Reality TV lures out-of-state gator hunters to Louisiana

The 30-day season opened in eastern Louisiana last week and on Wednesday in western sections of the state.

At Grosse Savanne Waterfowl & Wildlife Lodge in western Louisiana, wildfowl hunts have been fully booked since 2006 but alligator hunts took longer to fill up, said manager Karl Zimmerman.

“We didn’t get fully booked up until the Swamp People program came out on the History Channel,” said Zimmerman, 35, who began riding along on alligator hunts with his father when he was 6 or 7.

While he appreciates the way the televised Cajun gator hunts have boosted business, he can’t stand to watch them.

“Ninety percent of it is Hollywood,” he said. “They really make it out to be the savage beast — it’s going to come get you every time you get up close to ‘em. That’s really not the way it is. Especially in the wild.”

State wildlife officials describe the annual take as a harvest rather than a hunt. That’s accurate, Zimmerman said.

“If you go out to hunt ‘em in the broad daylight, you never can get close enough to get a good kill shot with a gator,” he said. That’s why they’re taken on big baited hooks left out overnight and hauled to the surface to be shot, Zimmerman said.

About 34,000 alligators will be taken this year in Louisiana, wildlife officials say.

This year’s tally of out-of-state hunters paying $150 for a gator hunting license is likely to beat last year’s record 507, said Noel Kinler, head of the Louisiana Department of Wildlife and Fisheries’ alligator program. The number had averaged 144 for three years, then rose to 178 in 2010 and 332 in 2011.

State wildlife agents also say that rising numbers of locals are poaching the big reptiles during the 11 months that hunting is forbidden.

The number of arrests for killing alligators out of season rose from 33 in 2007 to 69 in 2011, 85 last year and 54 so far this year, said Adam Einck, spokesman for the department’s enforcement division.

Some of those people have told wildlife agents they were just doing what they’d seen on TV, said enforcement division Maj.
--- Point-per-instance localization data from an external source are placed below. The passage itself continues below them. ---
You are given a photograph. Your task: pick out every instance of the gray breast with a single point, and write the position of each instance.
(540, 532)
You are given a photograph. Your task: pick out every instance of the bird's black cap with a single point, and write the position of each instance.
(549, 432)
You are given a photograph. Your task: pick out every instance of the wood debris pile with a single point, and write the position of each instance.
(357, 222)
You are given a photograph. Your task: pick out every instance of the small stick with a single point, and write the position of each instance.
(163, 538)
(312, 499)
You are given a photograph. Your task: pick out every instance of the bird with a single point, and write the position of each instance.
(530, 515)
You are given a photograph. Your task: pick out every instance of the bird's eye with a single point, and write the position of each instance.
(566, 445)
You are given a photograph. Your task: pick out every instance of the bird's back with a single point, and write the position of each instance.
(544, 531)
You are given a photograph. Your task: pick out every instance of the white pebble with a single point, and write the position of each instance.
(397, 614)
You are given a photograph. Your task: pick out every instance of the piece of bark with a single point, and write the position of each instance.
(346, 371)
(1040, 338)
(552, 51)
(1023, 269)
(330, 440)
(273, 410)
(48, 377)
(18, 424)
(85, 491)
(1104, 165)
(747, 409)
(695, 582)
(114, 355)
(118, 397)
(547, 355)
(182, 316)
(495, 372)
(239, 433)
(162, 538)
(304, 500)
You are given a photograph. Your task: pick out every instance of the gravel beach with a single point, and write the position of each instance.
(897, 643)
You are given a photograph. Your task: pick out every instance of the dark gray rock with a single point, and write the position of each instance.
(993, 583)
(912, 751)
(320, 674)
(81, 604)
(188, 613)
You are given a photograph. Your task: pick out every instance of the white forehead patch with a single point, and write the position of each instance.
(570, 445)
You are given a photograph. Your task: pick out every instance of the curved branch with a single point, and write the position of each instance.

Sammy Martin. “They’re thinking that pretty much you can go out and hunt alligators whenever you want, without realizing what the rules and the laws and regulations are in the actual taking of the alligators,” he said.

Zimmerman is among about 3,000 in-state hunters who have ponied up $25 for a license and either own wetlands where gators live or have a hunting lease from the owner.

Indiscriminate hunting had left so few alligators by 1941 that Alabama passed a law protecting them. Louisiana and Florida banned alligator hunting in 1962. The species went on the nation’s first endangered species list in 1967. By 1972, numbers in Louisiana were high enough to allow hunting, which has been tightly regulated ever since.

Louisiana’s wild population is now approaching an estimated 2 million, with more than 300,000 more on farms, according to Wildlife and Fisheries.